Mountin had the reformer’s restless, unbounded, visionary kind of mind. As a professorial activist, his democratic weapon of choice was the academic study. When assessing the health care system nationally, he made headlines with a study showing the rich enjoyed easier access to hospitals and medical care. When evaluating a particular health department’s performance, rather than starting with its internal numbers, he surveyed families, asking what services they received. This breakthrough method became standard practice.  And when examining the quality of medical life individually, he noted that no budget can ever anticipate what a disease or injury will cost. The only solution was “a pooled fund derived from taxation or insurance,” better known as national health insurance.

This mid-century nationalist, believing in postwar-America, sought “mechanisms for cooperation among all public agencies involved in health and medical service.” His slogan, one contemporary wrote, was “let the welfare of the people be the supreme law.”

He ‘not infrequently trod on the toes of those content to look backward rather than forward.’

All these surveys, insights, and passion, shaped his greatest coup, becoming the “father” of the CDC. In the early 1940s, malaria still menaced the South, which housed many army bases. The massive number of troops drafted, and their close quarters, made fighting this disease a national security priority. Directing the States Relations Division of the Public Health Services, Mountin supervised the World War II Malaria Control in War Areas program—getting entomologists and engineers to work with physicians. They established their headquarters in an epicenter of epidemics and the capital of the New South, Atlanta.  After the war, Mountin again pushed hard and thought wide, morphing the malaria center into the Communicable Disease Center on July 1, 1946.
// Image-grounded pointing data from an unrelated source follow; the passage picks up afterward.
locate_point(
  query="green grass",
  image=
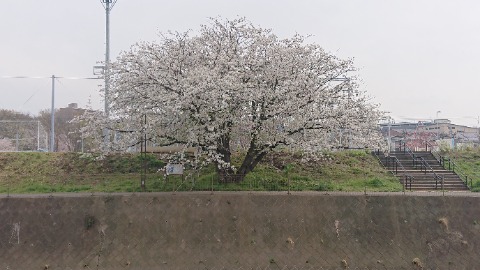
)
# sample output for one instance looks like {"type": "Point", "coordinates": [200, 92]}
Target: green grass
{"type": "Point", "coordinates": [467, 163]}
{"type": "Point", "coordinates": [72, 172]}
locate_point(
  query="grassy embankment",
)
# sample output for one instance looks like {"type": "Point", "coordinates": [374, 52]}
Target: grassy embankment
{"type": "Point", "coordinates": [73, 172]}
{"type": "Point", "coordinates": [467, 162]}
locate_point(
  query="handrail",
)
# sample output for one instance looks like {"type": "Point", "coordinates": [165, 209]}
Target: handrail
{"type": "Point", "coordinates": [453, 168]}
{"type": "Point", "coordinates": [435, 175]}
{"type": "Point", "coordinates": [408, 151]}
{"type": "Point", "coordinates": [397, 163]}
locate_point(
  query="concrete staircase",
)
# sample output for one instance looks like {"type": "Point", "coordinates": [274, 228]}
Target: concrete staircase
{"type": "Point", "coordinates": [421, 171]}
Coca Cola’s legendary leader—and a generous Emory University benefactor—Robert Woodruff, had seen malaria’s devastating impact during his frequent trips to his 30,000-acre quail-hunting plantation in Georgia, Ichauway. Thanks to him, the CDC bought 15 acres from Atlanta’s Emory University for 10 dollars. CDC’s main headquarters still sits there today.
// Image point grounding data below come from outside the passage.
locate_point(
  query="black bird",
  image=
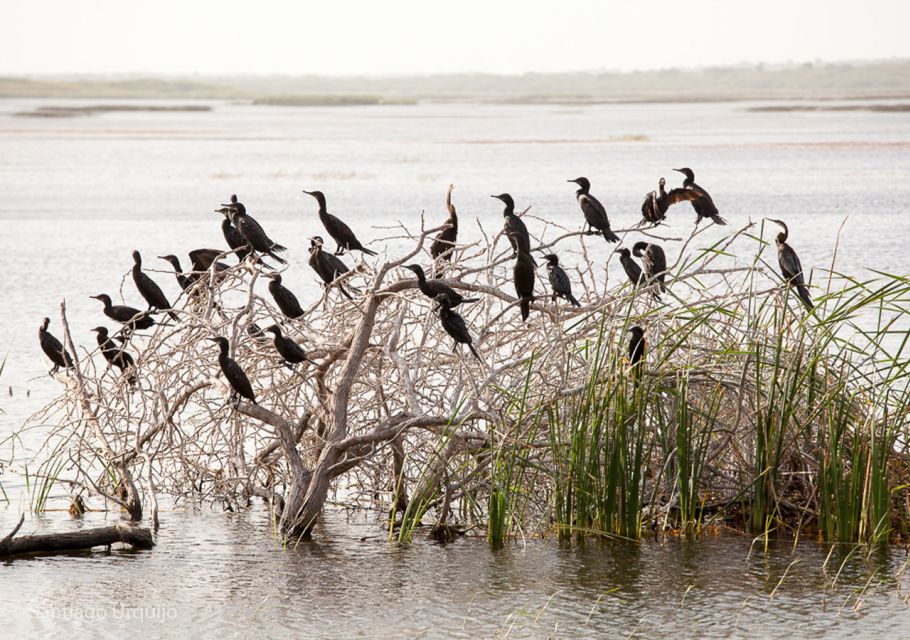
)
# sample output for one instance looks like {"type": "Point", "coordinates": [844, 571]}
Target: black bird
{"type": "Point", "coordinates": [790, 266]}
{"type": "Point", "coordinates": [340, 232]}
{"type": "Point", "coordinates": [654, 261]}
{"type": "Point", "coordinates": [253, 232]}
{"type": "Point", "coordinates": [149, 289]}
{"type": "Point", "coordinates": [701, 201]}
{"type": "Point", "coordinates": [234, 238]}
{"type": "Point", "coordinates": [633, 271]}
{"type": "Point", "coordinates": [129, 316]}
{"type": "Point", "coordinates": [202, 260]}
{"type": "Point", "coordinates": [523, 276]}
{"type": "Point", "coordinates": [595, 213]}
{"type": "Point", "coordinates": [287, 348]}
{"type": "Point", "coordinates": [53, 349]}
{"type": "Point", "coordinates": [327, 266]}
{"type": "Point", "coordinates": [514, 227]}
{"type": "Point", "coordinates": [636, 351]}
{"type": "Point", "coordinates": [434, 287]}
{"type": "Point", "coordinates": [114, 355]}
{"type": "Point", "coordinates": [454, 323]}
{"type": "Point", "coordinates": [559, 280]}
{"type": "Point", "coordinates": [283, 296]}
{"type": "Point", "coordinates": [444, 243]}
{"type": "Point", "coordinates": [183, 280]}
{"type": "Point", "coordinates": [654, 208]}
{"type": "Point", "coordinates": [240, 384]}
Over the years, the CDC has come closer to fulfilling Mountin’s vision as “the Nation’s Prevention Agency.” By 1970, it became the Center for Disease Control, and in 1992, the Centers for Disease Control and Prevention.

Forever pushing so many iconoclastic positions, Mountin was not an easy person. According to his colleague, Dr. Hugh Leavell, “Mountin was recognized for his vision and his passion for facts. Never satisfied with the status quo,” he “not infrequently trod on the toes of those content to look backward rather than forward.”

Mountin died suddenly at the age of 61, short of his goal of seeing “complete coverage of the country by full-time professionally staffed health units.” But, the surgeon general from 1936 to 1948, Thomas Parran wrote, “During his lifetime,” Mountin saw the diptheria that killed his brother “conquered,” as the U.S. “advanced from an epidemic-ravaged, unsanitary country to one which is among the nations having the highest standards of health and productivity.”

Eulogizing Mountin, Parran noted that “Many of the practices he championed years ago are now taken for granted,” including the synthesis of medicine and public health. Hailing his prickly, passionate, and prescient friend, Parran proclaimed that despite lacking an MPH degree, Dr. Joseph Mountin “was in the fullest sense a master of public health.”